John and Prudence's relationship was sweet and slow. It needed to be. John understood Prudence's fear because his sister suffered the same fate. His knowledge helped him gauge what he could and couldn't do with Prue. He let her choose instead. That, I believe, was crucial to their relationship. Having her innocence stolen wasn't her choice so he gave her the power to decide everything about their intimacy. It's what gave me hope that all would end well when their world fell apart.

Ms. Rodale's handling of Prue's rape was wonderfully done. It wasn't devoid of emotion or addressed with indifference, but it was spoken of and remembered with fear, self-loathing, and resignation. It pained me to read how low Prue thought of herself. But it gave me great joy to read how highly John thought of her.

John's past was a huge mystery for most of this story. It wasn't until almost three-fourths of the way through that his true identity was revealed. The repercussions for his decisions came full-force and nearly cost him Prue. To be honest, I didn't hate him for lying. I didn't condone it either but I was glad his secret wasn't something worse. And I really admired him for finding and telling Prue the truth. He could've fled, left her to wonder what happened, but he manned up and set the record straight. Any future they could have would depend on Prue and what she decided concerning him.

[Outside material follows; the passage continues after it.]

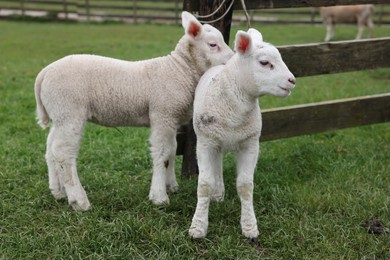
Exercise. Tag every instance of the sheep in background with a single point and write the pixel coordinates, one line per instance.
(158, 93)
(360, 14)
(227, 117)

Despite the heaviness of Prue's rape, this was a surprisingly light read. Sex scenes were minimal; character building was maximized. Ms. Rodale did a great job showing John and Prue's growth. The man and woman standing at the end of the story were a far cry from the ones I met at the beginning. Their former selves were shadows by then, no longer detriments to what could be but reminders of how far they had come.


Maya Rodale began reading romance novels in college at her mother’s insistence and it wasn’t long before she was writing her own. Maya is now the author of multiple Regency historical romances. She lives in New York City with her darling dog and a rogue of her own.